My PyCon US 2023 Powersort Talk

I presented Powersort and its story at PyCon US 2023, the largest Python community conference. Here are some resources and impressions from the last couple of days here in Salt Lake City.

View on downtown Salt Lake City (with the conference venue!) and Utah State Capitol, from Ensign Peak.

Resources

Official Talk recording
My reupload with the antiphase audio fixed
Talk slides
(Speakerdeck seems to have an issue with my fancy transparency patterns, but you can download the pdf there.)
Colab notebook with the (educational) implementations of Timsort and Powersort
How-to for donating data to the Adaptive Sorting Benchmark

Here’s the blurb from the talk submission:

Quicksort, Timsort, Powersort - Algorithmic ideas, engineering tricks, and trivia behind CPython’s new sorting algorithm
Writing a sorting function is easy - coding a fast and reliable reference implementation less so. In this talk, I tell the story behind CPython’s latest updates of the list sort function.

Aims: entertain people with twists of history and algorithmic puzzles, which tell a lovely story of how a seemingly useless piece of theory lead to the fastest and most elegant solution of a practical challenge.

Target audience: geeks believing in the power of solid algorithmic thinking; programmers interested in engineering performance-critical code; all Python enthusiast curious about what makes (sorting lists in) Python fast.

Content: After using Quicksort for a long while, Tim Peters invented Timsort, a clever Mergesort variant, for the CPython reference implementation of Python. Timsort is both effective in Python and a popular export product: it is used in many languages and frameworks, notably OpenJDK, the Android runtime, and the V8 JavaScript engine.

Despite this success, algorithms researchers eventually pinpointed two flaws in Timsort’s underlying algorithm: The first could lead to a stack overflow in CPython (and Java); although it has meanwhile been fixed, it is curious that 10 years of widespread use didn’t bring it to surface. The second flaw is related to performance: the order in which detected sorted segments, the “runs” in the input, are merged, can be 50% more costly than necessary. Based on ideas from the little known puzzle of optimal alphabetic trees, the Powersort merge policy finds nearly optimal merging orders with negligible overhead, and is now (Python 3.11.0) part of the CPython implementation.

Impressions

PyCon US is huge; there were 2200 attendees on site, plus over 400 online participants; the industrial sponsors alone donated over $1 million (!) towards the event. (Cheers to JetBrains for bringing proper coffee to the US and giving it away for free (cappuccinos throughout the conference, yay ☕), and AWS & Superblocks for inviting the whole conference to their party 🍺).

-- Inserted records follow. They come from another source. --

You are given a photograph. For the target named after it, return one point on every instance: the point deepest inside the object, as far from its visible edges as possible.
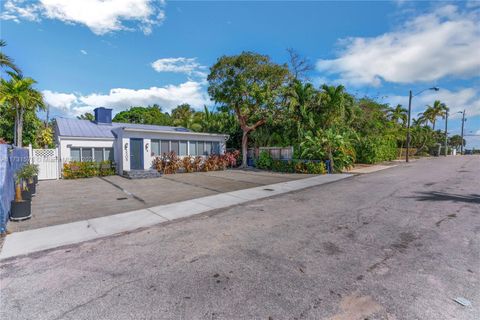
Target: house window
(208, 148)
(200, 148)
(155, 147)
(75, 154)
(193, 148)
(174, 146)
(91, 154)
(165, 146)
(183, 148)
(98, 154)
(109, 154)
(216, 148)
(87, 154)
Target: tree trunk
(330, 157)
(244, 148)
(20, 129)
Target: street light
(409, 116)
(463, 124)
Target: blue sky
(119, 53)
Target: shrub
(298, 166)
(375, 149)
(187, 164)
(264, 160)
(231, 158)
(330, 145)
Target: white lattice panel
(47, 161)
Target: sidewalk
(26, 242)
(369, 168)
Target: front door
(136, 154)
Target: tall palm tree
(6, 61)
(334, 104)
(18, 95)
(399, 113)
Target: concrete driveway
(397, 244)
(64, 201)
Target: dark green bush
(297, 166)
(376, 149)
(264, 160)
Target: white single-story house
(130, 146)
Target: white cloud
(189, 66)
(427, 48)
(119, 99)
(467, 98)
(101, 16)
(62, 101)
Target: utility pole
(446, 133)
(408, 124)
(463, 124)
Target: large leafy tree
(86, 116)
(431, 113)
(337, 106)
(143, 115)
(250, 85)
(19, 97)
(6, 61)
(185, 116)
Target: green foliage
(264, 160)
(331, 145)
(298, 166)
(456, 141)
(250, 86)
(18, 98)
(77, 169)
(373, 149)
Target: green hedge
(266, 162)
(376, 149)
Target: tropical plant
(398, 114)
(250, 85)
(264, 160)
(19, 96)
(329, 144)
(431, 113)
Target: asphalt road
(396, 244)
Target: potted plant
(21, 208)
(31, 174)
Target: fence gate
(47, 161)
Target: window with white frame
(87, 154)
(155, 147)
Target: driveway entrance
(64, 201)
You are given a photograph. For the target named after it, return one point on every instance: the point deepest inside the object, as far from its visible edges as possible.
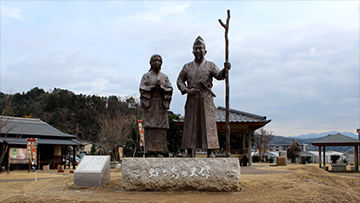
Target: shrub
(305, 159)
(334, 158)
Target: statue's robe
(200, 129)
(155, 101)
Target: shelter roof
(336, 140)
(30, 126)
(40, 141)
(238, 116)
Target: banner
(142, 138)
(31, 146)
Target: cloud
(11, 12)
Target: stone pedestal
(93, 171)
(158, 174)
(338, 167)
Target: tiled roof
(30, 126)
(238, 116)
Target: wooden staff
(227, 125)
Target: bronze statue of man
(195, 80)
(155, 96)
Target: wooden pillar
(356, 158)
(249, 149)
(319, 156)
(8, 168)
(324, 157)
(243, 137)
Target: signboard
(142, 138)
(31, 147)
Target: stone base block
(93, 171)
(281, 161)
(158, 174)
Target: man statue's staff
(227, 125)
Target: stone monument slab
(93, 171)
(158, 174)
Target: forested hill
(65, 110)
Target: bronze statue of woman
(155, 96)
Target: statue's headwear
(199, 41)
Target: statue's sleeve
(168, 90)
(181, 80)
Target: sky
(295, 62)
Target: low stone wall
(158, 174)
(93, 171)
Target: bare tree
(5, 128)
(262, 140)
(114, 131)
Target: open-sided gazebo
(240, 123)
(338, 140)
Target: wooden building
(337, 140)
(52, 144)
(242, 127)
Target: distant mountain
(319, 135)
(280, 140)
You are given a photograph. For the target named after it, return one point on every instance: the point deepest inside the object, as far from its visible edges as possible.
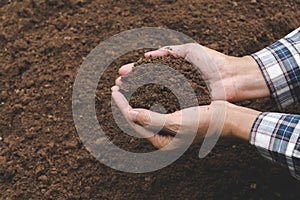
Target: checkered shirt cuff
(280, 65)
(277, 137)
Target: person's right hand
(229, 78)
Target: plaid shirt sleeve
(277, 135)
(280, 65)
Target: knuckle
(146, 120)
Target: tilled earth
(42, 45)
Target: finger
(152, 120)
(118, 81)
(157, 53)
(121, 101)
(124, 107)
(175, 50)
(125, 69)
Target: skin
(229, 79)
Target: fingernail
(133, 114)
(114, 88)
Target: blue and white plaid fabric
(277, 135)
(280, 66)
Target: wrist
(239, 121)
(247, 79)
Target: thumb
(147, 118)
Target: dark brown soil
(42, 45)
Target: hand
(229, 78)
(183, 122)
(237, 121)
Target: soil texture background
(42, 45)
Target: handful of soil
(172, 83)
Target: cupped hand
(228, 78)
(183, 122)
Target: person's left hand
(182, 122)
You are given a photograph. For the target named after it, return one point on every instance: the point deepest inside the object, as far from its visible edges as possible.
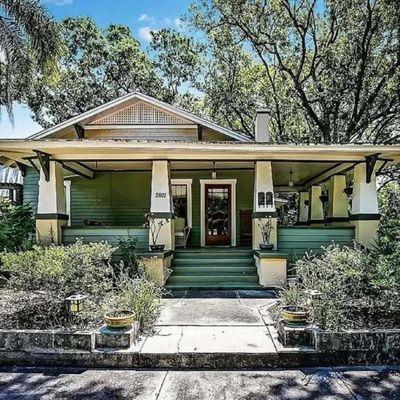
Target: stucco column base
(271, 271)
(49, 230)
(156, 268)
(257, 236)
(167, 233)
(366, 232)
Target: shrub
(17, 226)
(77, 268)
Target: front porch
(222, 203)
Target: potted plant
(119, 319)
(154, 225)
(295, 314)
(266, 230)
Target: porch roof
(21, 149)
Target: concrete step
(210, 279)
(198, 269)
(213, 261)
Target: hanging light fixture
(291, 183)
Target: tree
(177, 57)
(99, 65)
(28, 35)
(335, 65)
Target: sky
(140, 15)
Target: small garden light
(75, 303)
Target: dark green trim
(163, 214)
(365, 217)
(63, 217)
(265, 214)
(337, 219)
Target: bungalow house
(94, 177)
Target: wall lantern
(324, 197)
(75, 303)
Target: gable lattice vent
(143, 114)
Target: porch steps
(213, 269)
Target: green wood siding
(116, 198)
(299, 240)
(31, 188)
(110, 234)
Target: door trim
(203, 183)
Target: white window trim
(204, 182)
(67, 188)
(188, 183)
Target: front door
(218, 215)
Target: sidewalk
(214, 322)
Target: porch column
(51, 212)
(337, 202)
(316, 206)
(304, 202)
(161, 205)
(264, 203)
(364, 212)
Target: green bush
(77, 268)
(359, 288)
(17, 226)
(41, 279)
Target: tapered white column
(264, 203)
(337, 203)
(316, 206)
(364, 211)
(304, 202)
(51, 212)
(161, 205)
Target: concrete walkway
(320, 383)
(214, 322)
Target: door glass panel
(217, 211)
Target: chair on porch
(181, 232)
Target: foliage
(99, 65)
(331, 67)
(41, 279)
(67, 270)
(177, 57)
(389, 207)
(356, 287)
(28, 35)
(16, 225)
(142, 297)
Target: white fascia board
(198, 120)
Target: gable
(141, 113)
(136, 116)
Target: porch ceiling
(303, 172)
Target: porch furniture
(181, 232)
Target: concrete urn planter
(295, 314)
(120, 319)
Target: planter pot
(266, 246)
(157, 247)
(295, 314)
(120, 319)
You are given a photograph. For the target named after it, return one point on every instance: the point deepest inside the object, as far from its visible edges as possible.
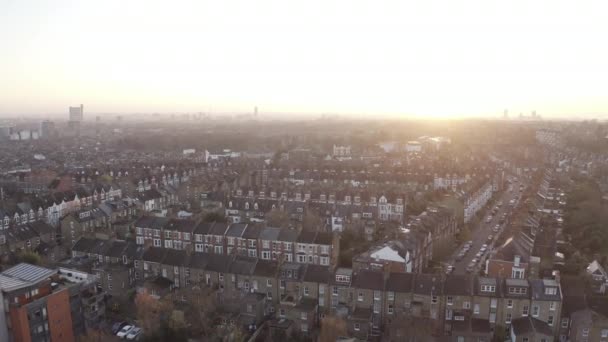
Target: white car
(125, 330)
(134, 333)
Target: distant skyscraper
(77, 113)
(47, 129)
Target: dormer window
(551, 290)
(488, 288)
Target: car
(117, 326)
(134, 333)
(124, 331)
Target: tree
(331, 328)
(94, 336)
(149, 311)
(30, 258)
(278, 218)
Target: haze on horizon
(440, 59)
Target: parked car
(117, 326)
(125, 330)
(134, 334)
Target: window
(488, 288)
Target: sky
(437, 59)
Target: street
(479, 234)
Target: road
(479, 235)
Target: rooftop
(23, 275)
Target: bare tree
(150, 309)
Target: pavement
(479, 234)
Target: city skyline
(402, 59)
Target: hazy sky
(423, 58)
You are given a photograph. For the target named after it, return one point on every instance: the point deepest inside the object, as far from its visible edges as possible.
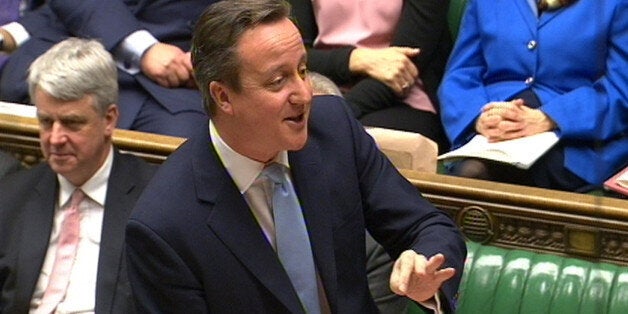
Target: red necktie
(64, 257)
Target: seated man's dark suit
(194, 245)
(170, 21)
(27, 205)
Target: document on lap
(521, 152)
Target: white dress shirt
(81, 294)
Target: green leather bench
(498, 280)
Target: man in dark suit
(74, 88)
(150, 41)
(8, 164)
(202, 237)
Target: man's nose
(58, 134)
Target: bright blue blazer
(575, 59)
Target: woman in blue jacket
(518, 69)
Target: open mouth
(296, 119)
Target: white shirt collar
(95, 188)
(243, 170)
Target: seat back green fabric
(456, 9)
(516, 281)
(497, 280)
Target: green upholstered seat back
(498, 280)
(456, 9)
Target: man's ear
(221, 95)
(111, 118)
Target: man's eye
(46, 123)
(303, 72)
(278, 81)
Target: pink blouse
(364, 23)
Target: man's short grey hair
(73, 69)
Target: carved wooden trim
(562, 223)
(20, 135)
(569, 224)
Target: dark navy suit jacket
(170, 21)
(193, 244)
(27, 204)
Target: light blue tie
(293, 244)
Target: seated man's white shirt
(81, 293)
(129, 52)
(18, 32)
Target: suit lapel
(118, 205)
(526, 13)
(314, 197)
(39, 213)
(231, 220)
(548, 16)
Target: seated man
(73, 207)
(8, 164)
(150, 42)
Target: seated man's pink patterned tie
(64, 257)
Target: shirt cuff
(129, 52)
(433, 304)
(18, 32)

Talk topics were very mixed and broad; some talks presented technical details on changes to the CPython implenentation (like the two talks by Mark and Brandt from the Faster CPython initiative, or the flurry of talks on PyScript, the attempts to make Python run in the browser(!)), whereas others provided an overview of an area or reported on particular projects (such as games on the micro:bit or algorithmic embroidery).

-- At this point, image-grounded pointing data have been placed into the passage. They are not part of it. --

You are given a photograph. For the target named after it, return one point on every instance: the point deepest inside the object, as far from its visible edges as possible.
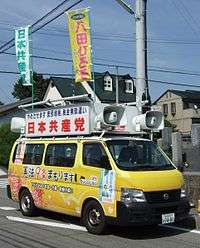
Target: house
(105, 88)
(7, 111)
(181, 108)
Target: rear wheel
(93, 218)
(26, 203)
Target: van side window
(33, 154)
(92, 154)
(60, 155)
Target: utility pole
(141, 50)
(141, 53)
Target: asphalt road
(59, 231)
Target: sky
(173, 31)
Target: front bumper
(149, 213)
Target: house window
(108, 83)
(186, 105)
(129, 86)
(165, 109)
(173, 108)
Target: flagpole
(31, 66)
(92, 58)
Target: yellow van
(101, 179)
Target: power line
(162, 70)
(38, 21)
(65, 74)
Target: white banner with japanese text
(22, 46)
(73, 120)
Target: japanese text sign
(22, 47)
(55, 122)
(79, 32)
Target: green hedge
(7, 139)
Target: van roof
(104, 138)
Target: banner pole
(92, 58)
(31, 71)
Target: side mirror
(184, 164)
(105, 163)
(184, 159)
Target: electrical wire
(12, 41)
(65, 74)
(162, 70)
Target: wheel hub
(94, 217)
(26, 203)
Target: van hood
(150, 180)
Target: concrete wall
(183, 117)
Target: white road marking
(46, 223)
(8, 208)
(181, 229)
(3, 183)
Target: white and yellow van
(103, 180)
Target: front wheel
(26, 203)
(93, 218)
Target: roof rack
(85, 97)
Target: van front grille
(163, 196)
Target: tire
(26, 203)
(93, 218)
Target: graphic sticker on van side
(107, 186)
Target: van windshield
(137, 155)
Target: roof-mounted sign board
(73, 120)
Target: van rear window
(60, 155)
(33, 154)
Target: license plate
(168, 218)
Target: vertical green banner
(22, 46)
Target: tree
(40, 85)
(7, 139)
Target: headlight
(132, 195)
(183, 192)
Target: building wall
(183, 117)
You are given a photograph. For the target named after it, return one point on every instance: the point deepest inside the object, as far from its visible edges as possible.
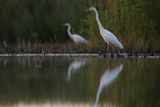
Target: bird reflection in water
(108, 77)
(75, 66)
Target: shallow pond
(79, 82)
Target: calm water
(79, 82)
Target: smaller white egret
(75, 37)
(108, 77)
(108, 37)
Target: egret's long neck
(97, 19)
(69, 31)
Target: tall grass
(134, 22)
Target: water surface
(79, 81)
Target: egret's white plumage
(75, 37)
(108, 36)
(108, 77)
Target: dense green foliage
(134, 22)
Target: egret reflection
(108, 77)
(75, 66)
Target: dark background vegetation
(27, 22)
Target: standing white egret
(108, 77)
(76, 38)
(75, 66)
(108, 37)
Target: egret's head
(92, 9)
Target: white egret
(108, 37)
(75, 37)
(108, 77)
(75, 66)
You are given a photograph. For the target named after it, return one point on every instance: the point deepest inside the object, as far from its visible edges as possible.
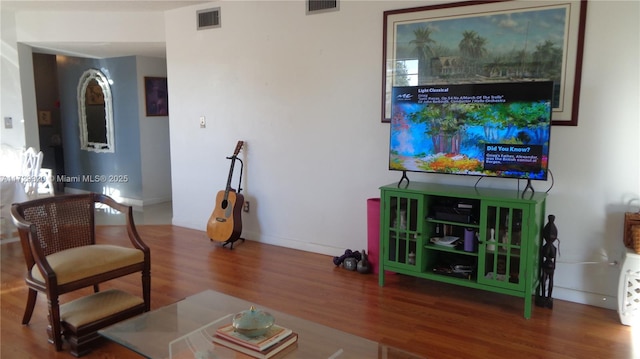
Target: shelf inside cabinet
(458, 224)
(455, 250)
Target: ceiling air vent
(208, 18)
(319, 6)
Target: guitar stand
(224, 244)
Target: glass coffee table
(184, 330)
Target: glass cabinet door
(502, 252)
(405, 214)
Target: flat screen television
(479, 129)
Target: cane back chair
(58, 240)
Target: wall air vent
(208, 18)
(319, 6)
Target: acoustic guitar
(225, 223)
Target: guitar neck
(233, 163)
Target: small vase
(491, 246)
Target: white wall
(304, 92)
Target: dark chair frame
(77, 212)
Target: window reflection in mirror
(95, 112)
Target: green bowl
(252, 322)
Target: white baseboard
(595, 299)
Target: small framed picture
(44, 118)
(156, 96)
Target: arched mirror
(95, 111)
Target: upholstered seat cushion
(97, 306)
(82, 262)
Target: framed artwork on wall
(44, 118)
(156, 96)
(487, 41)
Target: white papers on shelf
(448, 241)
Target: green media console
(419, 224)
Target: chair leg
(54, 322)
(31, 303)
(146, 289)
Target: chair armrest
(31, 248)
(132, 232)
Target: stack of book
(277, 340)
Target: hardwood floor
(431, 319)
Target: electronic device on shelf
(479, 129)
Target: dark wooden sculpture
(548, 254)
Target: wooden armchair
(59, 245)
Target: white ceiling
(102, 49)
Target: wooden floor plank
(435, 320)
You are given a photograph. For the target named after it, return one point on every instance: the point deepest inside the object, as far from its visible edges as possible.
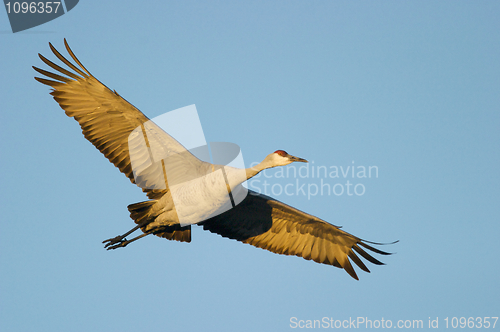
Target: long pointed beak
(292, 158)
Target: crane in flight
(107, 120)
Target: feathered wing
(107, 120)
(269, 224)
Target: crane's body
(114, 127)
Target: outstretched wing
(107, 120)
(269, 224)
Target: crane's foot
(116, 242)
(120, 241)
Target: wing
(107, 121)
(269, 224)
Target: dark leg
(117, 240)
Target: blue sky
(409, 87)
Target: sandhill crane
(107, 120)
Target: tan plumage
(107, 120)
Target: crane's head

I was also deeply impressed by how much PyCon has going on in terms of community building at the conference (and outside of it), and how much personal appreciation people showed for each other. It is a remarkable achievement to not only get the technical aspects of the language right, but also the community around it. While one first needs a thing to gather around before a community can evolve, it makes me wonder whether a healthy community indeed doesn’t follow, but cause the success of Python.

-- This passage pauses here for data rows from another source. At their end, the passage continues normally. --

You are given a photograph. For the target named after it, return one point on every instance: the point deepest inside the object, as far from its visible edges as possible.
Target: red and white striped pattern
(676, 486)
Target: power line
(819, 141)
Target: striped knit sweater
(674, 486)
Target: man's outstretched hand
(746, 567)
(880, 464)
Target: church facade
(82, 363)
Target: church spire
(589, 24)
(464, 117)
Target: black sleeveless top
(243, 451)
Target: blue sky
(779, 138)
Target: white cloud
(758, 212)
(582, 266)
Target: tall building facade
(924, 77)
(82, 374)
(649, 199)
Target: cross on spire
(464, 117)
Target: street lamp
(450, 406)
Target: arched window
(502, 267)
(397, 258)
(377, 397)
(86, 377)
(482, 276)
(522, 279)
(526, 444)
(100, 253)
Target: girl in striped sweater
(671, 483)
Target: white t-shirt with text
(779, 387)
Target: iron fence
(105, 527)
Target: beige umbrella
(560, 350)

I was very happy that Guido van Rossum made it to my talk. Of course, I couldn’t let the opportunity pass to interview him on sorting in CPython afterwards:

“I don’t remember the exact reasoning, but the mere fact that we used qsort for sorting lists shows you that I didn’t care much about sorting.”

Fair enough 😉
Had that been any different, who knows whether I would have had an excuse to enjoy PyCon US today?